Quoting Pope Benedict:
While we rejoice in the new possibilities open to humanity, we also
see the dangers arising from these possibilities and we must ask
ourselves how we can overcome them. We will succeed in doing so only
if reason and faith come together in a new way, **if we overcome the
self-imposed limitation of reason to the empirically verifiable**, and
if we once more disclose its vast horizons. In this sense theology
rightly belongs in the university and within the wide-ranging dialogue
of sciences, not merely as a historical discipline and one of the
human sciences, but precisely as theology, as inquiry into the
rationality of faith.
It’s interesting because I found just the opposite of what Greylorn and Broere observed. I highlighted a different statement.
Pope Benedict is writing against scientism here – against materialistic-atheism. He rightly points out that reason should not be limited to the empirically verifiable (as many evolutionists, etc. claim it must be).

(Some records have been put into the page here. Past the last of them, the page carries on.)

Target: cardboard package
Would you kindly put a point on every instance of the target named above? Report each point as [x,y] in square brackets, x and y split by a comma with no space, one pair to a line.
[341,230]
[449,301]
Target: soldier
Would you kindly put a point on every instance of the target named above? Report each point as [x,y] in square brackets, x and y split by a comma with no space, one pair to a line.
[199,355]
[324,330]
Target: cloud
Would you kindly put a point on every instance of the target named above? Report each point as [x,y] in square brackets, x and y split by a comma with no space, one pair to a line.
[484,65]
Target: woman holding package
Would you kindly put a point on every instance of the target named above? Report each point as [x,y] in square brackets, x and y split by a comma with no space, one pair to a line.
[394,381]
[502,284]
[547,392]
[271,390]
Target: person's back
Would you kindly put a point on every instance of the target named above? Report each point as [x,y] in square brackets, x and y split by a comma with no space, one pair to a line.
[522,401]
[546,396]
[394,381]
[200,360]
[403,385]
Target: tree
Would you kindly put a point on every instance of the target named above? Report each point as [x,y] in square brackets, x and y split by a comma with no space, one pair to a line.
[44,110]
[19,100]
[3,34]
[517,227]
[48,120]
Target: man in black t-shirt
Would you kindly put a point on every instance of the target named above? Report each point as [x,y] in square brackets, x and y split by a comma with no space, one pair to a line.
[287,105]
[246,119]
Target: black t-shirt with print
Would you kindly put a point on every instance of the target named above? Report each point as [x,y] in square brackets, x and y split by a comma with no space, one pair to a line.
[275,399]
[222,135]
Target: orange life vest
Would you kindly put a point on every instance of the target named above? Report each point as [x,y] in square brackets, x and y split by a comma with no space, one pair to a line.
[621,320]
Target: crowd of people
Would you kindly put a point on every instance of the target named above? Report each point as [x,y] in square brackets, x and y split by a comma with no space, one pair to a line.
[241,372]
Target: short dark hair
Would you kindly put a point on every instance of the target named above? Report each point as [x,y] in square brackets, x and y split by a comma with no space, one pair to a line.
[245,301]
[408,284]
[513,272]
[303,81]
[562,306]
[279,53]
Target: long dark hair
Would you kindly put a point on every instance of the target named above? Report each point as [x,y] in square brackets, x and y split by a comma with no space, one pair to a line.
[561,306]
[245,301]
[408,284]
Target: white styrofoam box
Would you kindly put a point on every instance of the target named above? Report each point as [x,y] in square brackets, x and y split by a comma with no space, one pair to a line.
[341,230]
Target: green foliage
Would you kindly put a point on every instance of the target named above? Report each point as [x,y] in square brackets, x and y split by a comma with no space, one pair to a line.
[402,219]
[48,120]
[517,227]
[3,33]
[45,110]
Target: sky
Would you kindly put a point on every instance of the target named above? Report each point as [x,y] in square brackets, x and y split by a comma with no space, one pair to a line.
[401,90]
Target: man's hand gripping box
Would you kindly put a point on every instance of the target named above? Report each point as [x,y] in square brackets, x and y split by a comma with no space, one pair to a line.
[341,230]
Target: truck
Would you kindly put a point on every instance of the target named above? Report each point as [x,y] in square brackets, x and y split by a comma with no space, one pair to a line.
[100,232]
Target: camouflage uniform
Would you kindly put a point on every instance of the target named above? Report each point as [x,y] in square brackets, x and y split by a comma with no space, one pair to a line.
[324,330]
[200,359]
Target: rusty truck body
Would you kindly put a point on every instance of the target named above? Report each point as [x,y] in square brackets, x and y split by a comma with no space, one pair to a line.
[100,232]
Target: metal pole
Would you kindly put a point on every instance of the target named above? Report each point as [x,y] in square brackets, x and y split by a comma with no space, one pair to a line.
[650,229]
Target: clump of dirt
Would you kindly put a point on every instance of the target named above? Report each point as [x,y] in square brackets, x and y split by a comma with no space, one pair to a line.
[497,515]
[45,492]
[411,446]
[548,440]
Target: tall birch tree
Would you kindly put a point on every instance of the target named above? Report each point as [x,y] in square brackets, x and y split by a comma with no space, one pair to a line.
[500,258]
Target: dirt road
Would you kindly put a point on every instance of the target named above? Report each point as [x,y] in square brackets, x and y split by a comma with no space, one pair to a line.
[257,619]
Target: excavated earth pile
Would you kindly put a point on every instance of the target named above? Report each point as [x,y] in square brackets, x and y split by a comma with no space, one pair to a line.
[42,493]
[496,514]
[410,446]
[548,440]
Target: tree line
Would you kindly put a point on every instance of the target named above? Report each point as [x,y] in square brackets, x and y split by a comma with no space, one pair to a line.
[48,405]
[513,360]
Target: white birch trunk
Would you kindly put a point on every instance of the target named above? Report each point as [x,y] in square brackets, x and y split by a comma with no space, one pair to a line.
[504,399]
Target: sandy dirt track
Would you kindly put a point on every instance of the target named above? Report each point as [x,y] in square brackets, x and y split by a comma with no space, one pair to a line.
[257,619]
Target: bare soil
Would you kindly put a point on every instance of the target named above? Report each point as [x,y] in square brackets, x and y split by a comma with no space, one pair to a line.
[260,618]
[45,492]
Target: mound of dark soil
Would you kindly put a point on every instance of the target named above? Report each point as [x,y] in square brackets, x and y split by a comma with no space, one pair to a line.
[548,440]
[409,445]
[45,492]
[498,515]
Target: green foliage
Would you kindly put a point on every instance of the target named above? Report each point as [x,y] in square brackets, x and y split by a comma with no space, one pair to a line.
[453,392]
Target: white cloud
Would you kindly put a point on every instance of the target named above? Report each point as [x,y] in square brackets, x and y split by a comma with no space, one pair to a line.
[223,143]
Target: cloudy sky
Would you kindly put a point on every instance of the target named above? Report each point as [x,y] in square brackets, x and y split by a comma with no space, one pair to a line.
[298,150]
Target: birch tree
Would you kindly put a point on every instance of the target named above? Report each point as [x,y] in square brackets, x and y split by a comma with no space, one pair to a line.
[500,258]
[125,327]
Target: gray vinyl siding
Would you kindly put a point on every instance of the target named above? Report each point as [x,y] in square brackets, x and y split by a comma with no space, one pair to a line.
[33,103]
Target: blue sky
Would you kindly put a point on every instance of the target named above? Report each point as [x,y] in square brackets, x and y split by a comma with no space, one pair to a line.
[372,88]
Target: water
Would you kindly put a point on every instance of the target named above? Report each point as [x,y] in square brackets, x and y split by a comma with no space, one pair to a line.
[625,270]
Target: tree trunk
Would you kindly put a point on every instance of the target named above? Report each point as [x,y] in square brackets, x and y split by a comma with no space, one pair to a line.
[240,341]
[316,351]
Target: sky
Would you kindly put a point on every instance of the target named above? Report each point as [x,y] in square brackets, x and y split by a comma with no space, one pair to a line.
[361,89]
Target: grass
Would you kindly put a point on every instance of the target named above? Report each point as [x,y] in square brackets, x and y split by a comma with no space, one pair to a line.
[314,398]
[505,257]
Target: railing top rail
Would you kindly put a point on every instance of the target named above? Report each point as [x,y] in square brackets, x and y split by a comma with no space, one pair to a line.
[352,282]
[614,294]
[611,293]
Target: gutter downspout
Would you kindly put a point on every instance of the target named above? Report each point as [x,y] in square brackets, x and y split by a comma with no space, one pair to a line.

What we might expect from this is a follow-up where the Pope states that theology should not be limited to divine revelation alone. There’s no reason for him to say that because Catholic thoelogy has never been limited to revelation. Theology is faith seeking understanding. The understanding comes from rational thought.
But in this address at Regensburg, Pope Benedict was confronting two extremes:
- Atheistic scientism (materialist-evolution, etc)
- Irrational fideism (Islam)
This is the speech that got him into big trouble in the Muslim world, as we know. But he also directed his aim at those who reduce human experience and knowledge to merely the superficial aspects of matter and energy alone (which is irrational in itself).
In any case, greylorn – I’m very glad to see your appreciation of Pope Benedict’s words. I think you’ll find his to be a creative thinker.